Volunteers and government officials are scrambling to protect wild horses in the American West, where the animals are facing harsh drought conditions that have already led to dozens of deaths.

In a stretch of land that includes parts of Arizona, Utah, Colorado, Nevada, and New Mexico, land managers are rushing to help the horses survive through the dry conditions that have reached an intensity in some areas that have not been seen for decades, if not centuries.

“It has never been this bad,” Simone Netherlands, the president of Arizona-based Salt River Wild Horse Management Group, told The Independent.

Ms Netherlands said that the conditions facing the wild horses in Arizona — which she described as the “icon” of the American West — first warranted intervention last year, when grass and ground cover simply did not grow for the horses to eat.

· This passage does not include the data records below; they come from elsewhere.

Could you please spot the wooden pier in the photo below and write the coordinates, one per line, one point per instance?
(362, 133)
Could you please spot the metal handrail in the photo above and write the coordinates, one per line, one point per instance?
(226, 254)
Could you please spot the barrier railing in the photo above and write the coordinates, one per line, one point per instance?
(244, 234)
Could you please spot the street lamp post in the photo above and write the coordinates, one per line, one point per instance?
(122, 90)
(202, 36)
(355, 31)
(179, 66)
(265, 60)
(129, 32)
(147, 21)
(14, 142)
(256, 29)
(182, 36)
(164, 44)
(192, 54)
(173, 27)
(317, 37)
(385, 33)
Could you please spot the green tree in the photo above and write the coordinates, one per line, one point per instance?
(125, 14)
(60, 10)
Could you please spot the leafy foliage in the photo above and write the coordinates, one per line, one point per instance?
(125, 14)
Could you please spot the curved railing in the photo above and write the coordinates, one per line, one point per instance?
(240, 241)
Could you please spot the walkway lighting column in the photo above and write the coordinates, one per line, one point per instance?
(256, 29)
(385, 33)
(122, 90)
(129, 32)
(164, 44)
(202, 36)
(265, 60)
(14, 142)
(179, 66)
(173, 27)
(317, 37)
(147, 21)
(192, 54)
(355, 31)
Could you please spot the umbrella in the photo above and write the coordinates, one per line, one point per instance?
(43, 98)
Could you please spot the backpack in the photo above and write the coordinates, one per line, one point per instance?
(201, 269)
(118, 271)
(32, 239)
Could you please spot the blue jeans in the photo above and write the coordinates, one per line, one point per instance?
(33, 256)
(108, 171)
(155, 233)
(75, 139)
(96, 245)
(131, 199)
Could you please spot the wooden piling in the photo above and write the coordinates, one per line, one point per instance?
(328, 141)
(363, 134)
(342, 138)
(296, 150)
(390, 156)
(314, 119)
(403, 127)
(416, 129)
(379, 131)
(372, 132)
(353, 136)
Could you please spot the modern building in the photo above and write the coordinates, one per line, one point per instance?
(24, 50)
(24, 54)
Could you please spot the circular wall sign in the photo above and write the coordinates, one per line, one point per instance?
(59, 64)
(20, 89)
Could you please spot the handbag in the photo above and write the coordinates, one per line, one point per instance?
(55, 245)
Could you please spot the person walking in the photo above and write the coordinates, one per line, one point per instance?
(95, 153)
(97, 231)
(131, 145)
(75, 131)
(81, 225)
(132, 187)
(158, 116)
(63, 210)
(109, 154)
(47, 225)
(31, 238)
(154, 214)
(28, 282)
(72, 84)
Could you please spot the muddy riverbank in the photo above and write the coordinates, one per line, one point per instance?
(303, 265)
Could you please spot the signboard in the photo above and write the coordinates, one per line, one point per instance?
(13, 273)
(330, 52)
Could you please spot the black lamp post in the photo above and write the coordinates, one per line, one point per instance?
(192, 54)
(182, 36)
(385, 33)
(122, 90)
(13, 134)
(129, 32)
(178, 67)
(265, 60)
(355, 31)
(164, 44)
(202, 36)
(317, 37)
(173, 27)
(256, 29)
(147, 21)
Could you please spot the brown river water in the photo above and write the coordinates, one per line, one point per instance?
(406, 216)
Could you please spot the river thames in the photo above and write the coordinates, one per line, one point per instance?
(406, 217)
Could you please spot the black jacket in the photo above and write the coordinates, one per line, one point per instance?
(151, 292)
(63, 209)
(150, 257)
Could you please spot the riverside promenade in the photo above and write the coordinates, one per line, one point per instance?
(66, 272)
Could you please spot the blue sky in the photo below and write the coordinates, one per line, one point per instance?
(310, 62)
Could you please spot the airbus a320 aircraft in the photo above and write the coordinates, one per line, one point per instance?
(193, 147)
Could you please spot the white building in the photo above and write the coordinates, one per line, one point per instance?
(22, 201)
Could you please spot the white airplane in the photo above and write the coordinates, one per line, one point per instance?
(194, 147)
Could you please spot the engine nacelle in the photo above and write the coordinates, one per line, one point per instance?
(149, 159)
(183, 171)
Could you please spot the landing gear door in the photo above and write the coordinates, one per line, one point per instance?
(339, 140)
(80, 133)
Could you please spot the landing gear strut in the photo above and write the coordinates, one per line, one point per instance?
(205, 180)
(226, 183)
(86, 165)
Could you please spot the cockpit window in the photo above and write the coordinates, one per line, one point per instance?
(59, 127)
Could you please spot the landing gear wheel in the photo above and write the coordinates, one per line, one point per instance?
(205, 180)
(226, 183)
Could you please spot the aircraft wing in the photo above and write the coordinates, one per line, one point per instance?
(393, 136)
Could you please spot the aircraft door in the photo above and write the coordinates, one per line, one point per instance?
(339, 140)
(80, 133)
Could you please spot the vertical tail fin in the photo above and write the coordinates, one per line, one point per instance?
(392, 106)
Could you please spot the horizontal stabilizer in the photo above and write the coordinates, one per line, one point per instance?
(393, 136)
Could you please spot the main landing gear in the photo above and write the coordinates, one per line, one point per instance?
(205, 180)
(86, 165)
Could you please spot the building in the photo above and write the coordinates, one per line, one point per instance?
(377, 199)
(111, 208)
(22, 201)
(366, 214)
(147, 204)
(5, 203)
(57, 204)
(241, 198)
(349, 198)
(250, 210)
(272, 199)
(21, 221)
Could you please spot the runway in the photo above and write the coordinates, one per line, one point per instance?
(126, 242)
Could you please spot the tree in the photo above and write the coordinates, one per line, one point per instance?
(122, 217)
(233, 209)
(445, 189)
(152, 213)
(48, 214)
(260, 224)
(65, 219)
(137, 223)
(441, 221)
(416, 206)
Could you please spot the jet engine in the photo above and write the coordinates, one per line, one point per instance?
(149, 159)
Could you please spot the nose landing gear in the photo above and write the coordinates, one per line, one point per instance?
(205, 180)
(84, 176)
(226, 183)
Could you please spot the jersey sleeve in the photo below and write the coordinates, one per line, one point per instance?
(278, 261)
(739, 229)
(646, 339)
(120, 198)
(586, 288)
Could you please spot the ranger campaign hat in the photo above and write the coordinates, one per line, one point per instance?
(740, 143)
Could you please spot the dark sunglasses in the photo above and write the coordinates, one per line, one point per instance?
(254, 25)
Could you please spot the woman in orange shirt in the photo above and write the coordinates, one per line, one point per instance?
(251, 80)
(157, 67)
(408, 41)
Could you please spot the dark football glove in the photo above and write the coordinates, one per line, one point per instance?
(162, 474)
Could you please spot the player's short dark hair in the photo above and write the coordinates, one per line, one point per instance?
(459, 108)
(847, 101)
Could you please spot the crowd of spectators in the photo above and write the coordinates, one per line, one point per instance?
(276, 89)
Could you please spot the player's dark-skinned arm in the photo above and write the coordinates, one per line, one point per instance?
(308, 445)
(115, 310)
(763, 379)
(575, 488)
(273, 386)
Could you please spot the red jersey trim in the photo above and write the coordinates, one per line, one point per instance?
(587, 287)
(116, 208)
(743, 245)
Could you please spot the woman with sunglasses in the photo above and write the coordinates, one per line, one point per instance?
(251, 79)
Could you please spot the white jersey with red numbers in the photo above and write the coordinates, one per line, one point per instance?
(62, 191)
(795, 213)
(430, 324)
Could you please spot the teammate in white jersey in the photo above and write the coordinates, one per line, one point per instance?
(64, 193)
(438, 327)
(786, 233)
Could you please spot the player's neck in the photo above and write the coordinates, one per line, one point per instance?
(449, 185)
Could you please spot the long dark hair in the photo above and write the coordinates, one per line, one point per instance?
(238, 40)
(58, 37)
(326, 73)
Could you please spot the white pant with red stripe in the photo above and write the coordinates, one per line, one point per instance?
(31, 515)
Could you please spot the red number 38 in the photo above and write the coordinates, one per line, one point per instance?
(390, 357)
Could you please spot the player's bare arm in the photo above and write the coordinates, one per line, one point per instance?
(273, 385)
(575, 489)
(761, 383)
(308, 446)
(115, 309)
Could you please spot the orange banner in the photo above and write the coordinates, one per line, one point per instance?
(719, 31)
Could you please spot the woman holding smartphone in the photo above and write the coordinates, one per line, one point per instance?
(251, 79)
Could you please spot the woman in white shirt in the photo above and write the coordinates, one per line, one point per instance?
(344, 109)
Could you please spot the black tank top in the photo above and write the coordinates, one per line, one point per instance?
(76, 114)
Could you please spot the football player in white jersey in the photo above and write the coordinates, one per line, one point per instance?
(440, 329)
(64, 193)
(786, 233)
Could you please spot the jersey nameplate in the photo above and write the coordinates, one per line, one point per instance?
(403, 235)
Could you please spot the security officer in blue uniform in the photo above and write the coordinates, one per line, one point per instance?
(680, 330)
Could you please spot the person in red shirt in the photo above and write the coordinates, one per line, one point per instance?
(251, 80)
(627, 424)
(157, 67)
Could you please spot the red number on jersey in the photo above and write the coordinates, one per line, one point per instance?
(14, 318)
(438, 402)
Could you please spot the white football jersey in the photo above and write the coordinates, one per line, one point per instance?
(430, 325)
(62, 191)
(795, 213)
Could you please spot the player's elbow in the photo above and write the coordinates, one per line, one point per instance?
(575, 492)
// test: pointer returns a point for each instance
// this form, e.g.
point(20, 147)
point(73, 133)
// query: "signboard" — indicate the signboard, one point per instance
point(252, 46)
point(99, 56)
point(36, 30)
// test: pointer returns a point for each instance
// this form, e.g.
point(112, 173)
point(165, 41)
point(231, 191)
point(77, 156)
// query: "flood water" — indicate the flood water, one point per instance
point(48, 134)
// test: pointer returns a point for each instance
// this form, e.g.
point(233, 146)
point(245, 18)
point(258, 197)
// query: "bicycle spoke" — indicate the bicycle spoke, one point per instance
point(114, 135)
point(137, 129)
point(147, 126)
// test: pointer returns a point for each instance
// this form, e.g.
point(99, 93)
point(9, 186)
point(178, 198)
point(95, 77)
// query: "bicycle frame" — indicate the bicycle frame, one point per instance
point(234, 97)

In response, her group asked for public help and was able to attain a contract with the Arizona Sate Agriculture Department to disperse food — $15,000 worth of hay each month — to strategic locations so the wild horses could survive the draught conditions, which she noted threatens all manner of wildlife, not just the horses.

“Every animal in the desert is dying from thirst,” Ms Netherlands said. “Our deserts are literally dying. It’s horrible. It’s very horrible.”

The conditions facing wild horses in Arizona are not unique, and land managers — both volunteer and those with the federal Bureau of Land Management (BLM) — have been considering how to avoid catastrophe for the roaming herds of horses all over the West.

In parts of Utah, Colorado, Arizona, and New Mexico, areas are facing the most severe category of drought classified by the government, and extreme conditions are present from California to Missouri.

Those conditions have led to efforts like the one in Arizona in many of those states.

In central Nevada, for instance, officials began emergency roundups this month to help a herd of roughly 2,100 horses that could die in the coming weeks without help. Those efforts were postponed by heavy rains, but officials plan to resume as the water won’t alleviate the problem.

“The ground’s so dry it’s not absorbing that water. It’s running off,” Jenny Lesieutre, a spokesperson with BLM told the Associated Press.

Similar efforts to those in Arizona have also been undertaken in Colorado where volunteers are planning to bring up to 5,000 gallons of water each day to the herd of horses there.

Still, in spite of these efforts, activists and volunteers acknowledge that trucking in food and water isn’t a viable long-term solution. Doing so is quite expensive, and creates an system in which the wild horses rely on humans for sustenance.

“If we don’t have a very good fall with a lot of rain — and it’s also warm so that our fall vegetation grows — we’re going to lose horses,” Cindy Wright, the co-founder of Wild Horse Warriors of Sand Wash Basin, a Colorado conservation group, said.